EXTRAIT

Marina Bellezza, de Silvia Avallone

« Andrea n’avait pas un rapport facile avec son passé. La plupart du temps, il préférait l’oublier. Mais voilà qu’il se retrouvait à Camandona, avec cette odeur typique des kermesses de village : viande grillée et chiottes chimiques derrière les chapiteaux. Il resta là quelques minutes, à fumer sur les dernières marches. D’en haut, il regardait la clairière où se tenait la fête, comme alors : les banderoles, les cocardes et la musique en direct. Et aussi le marché d’artisanat et produits du terroir. Sur la droite, adossé à un petit bois de bouleaux, l’orchestre jouait un slow sous l’éternel hangar transformé en discothèque.
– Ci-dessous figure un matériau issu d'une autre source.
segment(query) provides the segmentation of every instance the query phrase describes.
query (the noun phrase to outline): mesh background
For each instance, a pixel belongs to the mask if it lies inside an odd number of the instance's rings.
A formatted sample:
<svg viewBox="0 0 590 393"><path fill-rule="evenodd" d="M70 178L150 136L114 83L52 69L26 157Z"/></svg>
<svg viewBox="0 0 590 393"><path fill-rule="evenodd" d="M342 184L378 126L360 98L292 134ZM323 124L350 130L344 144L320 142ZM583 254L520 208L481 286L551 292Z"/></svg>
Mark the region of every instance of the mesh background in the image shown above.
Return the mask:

Et autour, comme s’il n’y avait qu’un seul îlot de lumière, l’obscurité stagnait telle une mer calme et cependant hostile. »

Biblio

LOIN DE LA DOLCE VITA

Marina Bellezza

Silvia Avallone

Liana Levi, 542 pages

4 étoiles

À 30 ans, Silvia Avallone est un véritable phénomène de la littérature italienne. Son premier roman, D’acier, mettait en scène deux adolescentes, amies soudées dans les tempêtes, en plein cœur de l’Italie berlusconienne. Le portrait social de l’Italie est toujours l’un des moteurs de Marina Bellezza, un roman dans lequel les rêves sont broyés par un monde trop vulgaire ou trop désenchanté. À Valle Cervo, dans un monde rural en plein déclin, Andrea, fils d’un notable, approche de la trentaine. Il rêve d’alpages et de grands espaces, et n’a jamais oublié Marina, une jeune fille si belle qu’elle en devient terrible. Marina, elle, croit que la gloire et l’argent facile pourront guérir ses blessures d’enfance. Entre Andrea et Marina, un amour très fort et des désirs irréconciliables. Ce deuxième roman peint un portrait très fin des jeunes dans la vingtaine, héritiers d’un monde en pleine désagrégation. Avec le même souci social et politique qui animait son premier roman (et grâce à l’excellent travail de traduction de Françoise Brun), Silvia Avallone fait une description très touchante et pourtant très alarmante de l’Italie contemporaine. Loin, bien loin, de la dolce vita.